- It is the diminishing marginal utility of debt.
- In this case, more and more debt is required to add what looks like less and less profit.
- Inflation has become the counterfeiting of credit. It’s a fraud, where the lender often does not know or approve of giving credit—and more importantly the borrow lacks the means and intent to repay.
- It may not be inevitable for growth to shrink, but as the sun rises in the east, debt borrowed without means to repay will be defaulted.
- Analysts expect rising profits while the percentage of firms that actually generate a profit is falling.
- This graph shows a symptom of the Fed’s incredible misallocation of credit.
- We are in an economy that all acclaim to be “strong” and “healthy”. Debt is rising, as is GDP and employment. Yet a shrinking proportion of small cap stocks (weighted average market cap is over $2B) actually generate a profit.
- Despite the free flow of credit-effluent, despite the incredible boost to GDP of incredible central bank fueled debt, more and more of these companies cannot generate a profit.
- And if this downturn in the profitable proportion of the index is durable, observe that the peak is lower than prior to the last bust.

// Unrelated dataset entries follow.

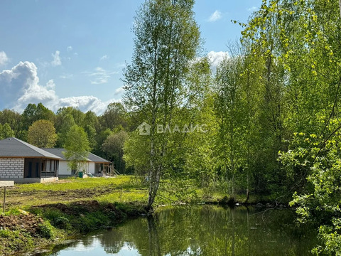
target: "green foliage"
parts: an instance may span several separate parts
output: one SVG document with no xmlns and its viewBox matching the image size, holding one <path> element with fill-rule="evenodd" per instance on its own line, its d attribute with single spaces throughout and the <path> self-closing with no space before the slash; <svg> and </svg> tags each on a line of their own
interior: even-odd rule
<svg viewBox="0 0 341 256">
<path fill-rule="evenodd" d="M 108 159 L 114 163 L 114 166 L 120 174 L 123 174 L 125 169 L 123 147 L 127 137 L 127 132 L 121 130 L 110 134 L 102 144 L 103 151 L 109 156 Z"/>
<path fill-rule="evenodd" d="M 71 170 L 83 171 L 82 163 L 87 159 L 90 151 L 87 135 L 83 128 L 75 124 L 66 136 L 63 152 L 68 160 L 67 165 Z"/>
<path fill-rule="evenodd" d="M 48 221 L 38 224 L 39 235 L 43 238 L 53 238 L 53 227 Z"/>
<path fill-rule="evenodd" d="M 0 124 L 0 139 L 6 139 L 9 137 L 12 137 L 14 136 L 14 132 L 13 132 L 12 129 L 9 126 L 8 123 L 5 123 L 5 124 L 1 125 Z"/>
</svg>

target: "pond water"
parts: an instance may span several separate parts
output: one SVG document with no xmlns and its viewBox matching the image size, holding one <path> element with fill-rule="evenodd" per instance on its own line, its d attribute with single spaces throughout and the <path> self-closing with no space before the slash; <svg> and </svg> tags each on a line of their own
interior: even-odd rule
<svg viewBox="0 0 341 256">
<path fill-rule="evenodd" d="M 309 255 L 316 235 L 298 228 L 290 209 L 179 207 L 89 234 L 50 255 Z"/>
</svg>

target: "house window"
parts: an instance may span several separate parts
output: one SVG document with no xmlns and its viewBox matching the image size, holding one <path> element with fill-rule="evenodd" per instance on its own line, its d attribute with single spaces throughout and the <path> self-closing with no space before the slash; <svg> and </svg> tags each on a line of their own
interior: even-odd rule
<svg viewBox="0 0 341 256">
<path fill-rule="evenodd" d="M 103 172 L 103 164 L 95 163 L 94 164 L 94 173 L 102 174 Z"/>
<path fill-rule="evenodd" d="M 56 177 L 58 171 L 58 160 L 42 159 L 41 178 Z"/>
</svg>

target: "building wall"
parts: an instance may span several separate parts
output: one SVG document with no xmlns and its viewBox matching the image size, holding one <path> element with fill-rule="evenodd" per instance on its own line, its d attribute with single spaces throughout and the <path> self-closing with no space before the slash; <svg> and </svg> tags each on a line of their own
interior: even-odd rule
<svg viewBox="0 0 341 256">
<path fill-rule="evenodd" d="M 93 165 L 92 167 L 91 167 Z M 90 172 L 91 174 L 94 173 L 94 163 L 81 163 L 80 164 L 79 166 L 80 171 L 83 171 L 85 174 Z M 74 176 L 72 174 L 71 170 L 70 169 L 69 166 L 67 166 L 67 161 L 65 160 L 60 160 L 59 161 L 59 170 L 58 170 L 58 176 Z"/>
<path fill-rule="evenodd" d="M 94 162 L 89 163 L 89 172 L 92 174 L 94 174 Z"/>
<path fill-rule="evenodd" d="M 67 161 L 59 160 L 58 175 L 71 175 L 71 170 L 67 166 Z"/>
<path fill-rule="evenodd" d="M 0 178 L 23 178 L 23 158 L 0 157 Z"/>
</svg>

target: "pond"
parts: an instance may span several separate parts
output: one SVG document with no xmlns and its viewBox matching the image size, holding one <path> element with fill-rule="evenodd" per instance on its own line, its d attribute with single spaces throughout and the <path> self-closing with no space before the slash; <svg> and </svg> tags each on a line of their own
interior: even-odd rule
<svg viewBox="0 0 341 256">
<path fill-rule="evenodd" d="M 50 255 L 309 255 L 316 236 L 295 225 L 291 209 L 176 207 L 89 234 Z"/>
</svg>

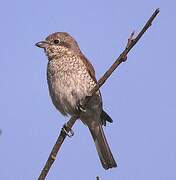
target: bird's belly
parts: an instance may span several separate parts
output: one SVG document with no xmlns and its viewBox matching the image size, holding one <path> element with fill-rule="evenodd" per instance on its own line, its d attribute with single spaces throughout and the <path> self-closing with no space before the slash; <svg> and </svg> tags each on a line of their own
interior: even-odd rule
<svg viewBox="0 0 176 180">
<path fill-rule="evenodd" d="M 63 114 L 74 114 L 80 102 L 89 95 L 95 83 L 83 79 L 79 74 L 59 73 L 48 78 L 48 85 L 53 104 Z"/>
</svg>

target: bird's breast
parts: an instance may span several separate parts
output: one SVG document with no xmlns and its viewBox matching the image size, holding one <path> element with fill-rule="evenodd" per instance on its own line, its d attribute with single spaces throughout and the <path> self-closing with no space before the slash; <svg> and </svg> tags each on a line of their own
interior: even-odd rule
<svg viewBox="0 0 176 180">
<path fill-rule="evenodd" d="M 86 65 L 76 56 L 63 56 L 48 62 L 49 92 L 56 108 L 64 115 L 73 114 L 80 101 L 95 86 Z"/>
</svg>

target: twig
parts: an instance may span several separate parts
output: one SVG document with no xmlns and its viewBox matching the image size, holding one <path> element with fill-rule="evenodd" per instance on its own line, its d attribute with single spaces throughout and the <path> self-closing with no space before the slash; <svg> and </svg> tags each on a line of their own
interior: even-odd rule
<svg viewBox="0 0 176 180">
<path fill-rule="evenodd" d="M 128 43 L 127 43 L 125 50 L 120 54 L 120 56 L 117 58 L 117 60 L 114 62 L 114 64 L 109 68 L 109 70 L 106 71 L 106 73 L 102 76 L 102 78 L 100 78 L 97 85 L 92 89 L 92 91 L 90 93 L 91 95 L 93 95 L 105 83 L 105 81 L 110 77 L 110 75 L 113 73 L 113 71 L 122 62 L 127 60 L 127 54 L 133 48 L 133 46 L 139 41 L 139 39 L 146 32 L 146 30 L 152 25 L 152 22 L 158 13 L 159 13 L 159 9 L 156 9 L 155 12 L 152 14 L 152 16 L 149 18 L 149 20 L 147 21 L 147 23 L 145 24 L 145 26 L 142 28 L 142 30 L 139 32 L 139 34 L 134 39 L 133 39 L 134 32 L 132 32 L 130 38 L 128 39 Z M 88 98 L 86 98 L 84 100 L 83 107 L 88 103 L 88 101 L 91 99 L 91 97 L 92 96 L 89 96 Z M 64 128 L 69 132 L 78 118 L 79 118 L 79 113 L 77 115 L 72 116 L 70 118 L 70 120 L 67 122 L 67 124 L 64 125 Z M 56 159 L 56 155 L 57 155 L 62 143 L 64 142 L 64 139 L 66 138 L 66 136 L 67 136 L 66 132 L 63 131 L 63 129 L 62 129 L 59 134 L 59 137 L 48 157 L 48 160 L 47 160 L 44 168 L 41 171 L 41 174 L 40 174 L 38 180 L 44 180 L 45 177 L 47 176 L 52 164 L 54 163 L 54 161 Z"/>
</svg>

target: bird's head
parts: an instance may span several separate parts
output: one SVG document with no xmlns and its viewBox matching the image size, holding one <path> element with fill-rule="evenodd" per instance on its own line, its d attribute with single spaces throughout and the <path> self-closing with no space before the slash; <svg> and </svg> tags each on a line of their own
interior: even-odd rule
<svg viewBox="0 0 176 180">
<path fill-rule="evenodd" d="M 43 48 L 49 59 L 61 57 L 71 52 L 79 52 L 77 42 L 66 32 L 52 33 L 44 41 L 40 41 L 35 45 Z"/>
</svg>

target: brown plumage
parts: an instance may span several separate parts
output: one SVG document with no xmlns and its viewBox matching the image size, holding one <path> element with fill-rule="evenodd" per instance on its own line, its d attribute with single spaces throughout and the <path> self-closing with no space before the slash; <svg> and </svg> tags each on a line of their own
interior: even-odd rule
<svg viewBox="0 0 176 180">
<path fill-rule="evenodd" d="M 53 104 L 63 115 L 75 114 L 96 85 L 92 64 L 68 33 L 53 33 L 36 45 L 44 48 L 49 60 L 47 81 Z M 112 122 L 112 119 L 102 108 L 100 91 L 91 98 L 85 111 L 81 112 L 80 119 L 91 132 L 104 169 L 116 167 L 102 128 L 106 121 Z"/>
</svg>

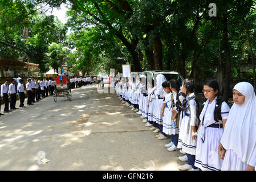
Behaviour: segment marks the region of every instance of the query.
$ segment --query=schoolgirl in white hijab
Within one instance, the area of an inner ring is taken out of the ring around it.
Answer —
[[[253,85],[241,82],[233,89],[229,112],[218,147],[221,170],[254,170],[256,165],[256,96]]]
[[[136,79],[135,81],[135,94],[134,94],[134,101],[133,101],[133,104],[134,107],[136,109],[136,111],[139,111],[139,86],[140,86],[140,76],[139,75],[136,76]]]
[[[143,94],[141,93],[141,91],[144,89],[145,85],[143,84],[141,78],[147,78],[145,75],[141,75],[140,78],[140,86],[139,86],[139,113],[140,114],[142,114],[142,109],[143,108]]]
[[[149,86],[152,89],[148,92],[148,122],[145,124],[146,126],[152,126],[153,124],[153,113],[154,110],[155,109],[156,106],[156,94],[155,94],[155,90],[156,90],[156,86],[154,86],[154,80],[151,80],[151,82],[148,83]],[[153,126],[152,128],[151,128],[150,130],[155,130],[156,127],[155,126]]]

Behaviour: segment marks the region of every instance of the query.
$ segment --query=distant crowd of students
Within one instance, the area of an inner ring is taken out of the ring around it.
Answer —
[[[256,165],[256,96],[252,85],[241,82],[233,90],[231,109],[219,96],[218,84],[204,85],[202,105],[190,79],[167,81],[162,74],[148,82],[145,76],[116,80],[122,102],[141,114],[159,140],[170,141],[169,151],[180,150],[188,163],[180,170],[254,170]],[[145,80],[143,80],[145,79]]]
[[[26,107],[24,105],[25,91],[27,95],[27,105],[34,105],[46,97],[52,96],[56,81],[51,77],[37,78],[32,77],[27,79],[25,85],[24,80],[19,75],[18,78],[13,78],[9,85],[9,81],[5,80],[1,86],[0,98],[5,102],[4,113],[9,113],[19,108],[16,107],[16,98],[19,96],[20,107]],[[10,109],[9,101],[10,97]],[[0,106],[1,111],[1,106]],[[0,113],[0,115],[4,114]]]

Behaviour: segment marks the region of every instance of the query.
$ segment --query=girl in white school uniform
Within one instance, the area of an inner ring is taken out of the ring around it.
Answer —
[[[230,108],[219,97],[219,85],[210,80],[204,85],[202,92],[207,100],[200,116],[197,136],[196,167],[203,171],[220,171],[222,160],[218,155],[218,147],[222,136]],[[192,131],[192,136],[194,133]],[[192,136],[192,139],[194,138]]]
[[[128,77],[126,77],[126,85],[125,89],[126,89],[125,92],[125,104],[128,106],[129,105],[129,79]]]
[[[142,109],[143,108],[143,98],[144,98],[143,92],[144,92],[143,89],[144,89],[144,87],[145,87],[145,84],[144,84],[144,84],[143,83],[141,78],[143,77],[145,78],[145,77],[146,76],[144,75],[141,75],[140,78],[140,88],[139,88],[140,93],[139,94],[139,101],[140,101],[139,104],[139,113],[140,114],[142,114],[142,112],[143,112]]]
[[[140,76],[139,75],[136,76],[136,79],[135,81],[135,92],[134,92],[134,107],[136,109],[136,111],[139,111],[139,86],[140,86]]]
[[[145,117],[145,119],[143,120],[143,122],[147,123],[148,119],[148,94],[151,92],[152,87],[149,86],[148,83],[148,88],[147,89],[147,92],[143,94],[143,114],[142,115]],[[148,126],[151,126],[152,125]]]
[[[193,139],[192,137],[192,131],[196,132],[196,126],[198,126],[197,118],[198,106],[194,93],[193,81],[189,79],[185,79],[182,83],[182,90],[187,97],[184,115],[180,130],[178,146],[182,145],[182,151],[188,158],[188,164],[181,166],[178,168],[182,171],[198,171],[199,169],[194,166],[197,140]]]
[[[151,80],[151,82],[148,83],[149,87],[151,88],[148,91],[148,122],[145,125],[146,126],[152,126],[153,125],[153,113],[156,106],[156,92],[157,88],[154,86],[154,80]],[[151,127],[149,130],[155,130],[156,129],[154,126]]]
[[[120,81],[118,82],[118,94],[120,97],[120,100],[123,100],[123,79],[122,78],[120,78]],[[122,101],[123,102],[123,101]]]
[[[222,171],[254,171],[256,165],[256,96],[253,85],[241,82],[233,90],[231,107],[218,148]]]
[[[162,88],[166,94],[164,97],[163,104],[161,114],[162,116],[162,134],[165,137],[159,137],[159,139],[166,139],[167,135],[170,135],[170,129],[172,127],[172,109],[173,104],[172,96],[173,93],[170,89],[170,85],[168,81],[165,81],[162,84]]]
[[[128,104],[129,107],[132,107],[132,77],[129,77],[129,82],[128,82]]]
[[[127,89],[127,83],[126,81],[126,78],[124,77],[123,78],[123,84],[122,84],[122,98],[123,101],[124,102],[122,102],[123,103],[125,102],[125,94],[126,94],[126,91]]]
[[[170,127],[170,135],[171,135],[172,142],[165,145],[168,147],[167,150],[169,151],[174,151],[178,150],[178,127],[180,122],[182,119],[180,117],[181,112],[179,111],[178,96],[182,95],[182,91],[180,90],[180,84],[178,80],[172,79],[170,80],[170,88],[172,91],[173,94],[171,98],[171,101],[173,105],[172,108],[172,125]],[[185,98],[185,97],[184,97]],[[183,100],[182,101],[183,102]],[[182,102],[181,102],[182,103]]]
[[[157,124],[158,128],[154,130],[153,133],[158,133],[160,131],[160,133],[156,135],[156,138],[161,136],[161,138],[165,138],[162,134],[162,116],[161,114],[161,111],[162,109],[164,97],[166,94],[166,92],[164,92],[162,86],[162,84],[166,81],[165,77],[162,74],[159,74],[156,76],[156,82],[157,84],[157,97],[156,101],[156,109],[153,113],[154,115],[154,119],[156,123]]]
[[[132,105],[132,110],[135,110],[135,106],[134,105],[134,98],[135,97],[135,78],[134,77],[132,78],[132,86],[131,86],[131,102]]]
[[[148,117],[147,111],[145,110],[145,105],[147,104],[147,101],[146,100],[147,97],[147,77],[144,75],[141,76],[141,84],[143,87],[141,88],[141,96],[142,95],[142,106],[141,106],[141,118],[144,119],[143,122],[147,122],[147,118]]]

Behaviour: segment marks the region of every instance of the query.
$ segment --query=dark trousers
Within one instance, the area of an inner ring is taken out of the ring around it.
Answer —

The spending of one company is the revenues of another. Close to four in ten of these companies now fail to generate earnings despite a variety of ways to consume capital and report it as earnings (Such as neglecting employee training and cutting back on preventative maintenance).
- We won’t speculate how many of these firms will be unprofitable in the next bust cycle, other than to note that in the last one, it was about 45%. In the next one, this number will be worse.
- The Fed and other central banks have caused a misallocation of credit of enormous proportions.
- The Fed has induced speculators to bid up the shares of money-losing companies.
The return they expect will not come from operating the business. Their gain will be provided by the next speculator. It may sound crazy, but it has worked brilliantly since 2009.
- It cannot work forever, because a money-losing company is, well, losing money.
- Some may get acquired by larger firms in an attempt to find synergies or at least cost savings. However, in a world of falling interest rates, there will always be another competitor who finds it attractive to jump into your business on the next rate downtick. And the interest rate trend remains downward.
- It has to otherwise interest expense will quickly spiral out of control. Not just for the marginal company in the Russell 2000, but for everyone.
- And Uncle Sam will be last to fall.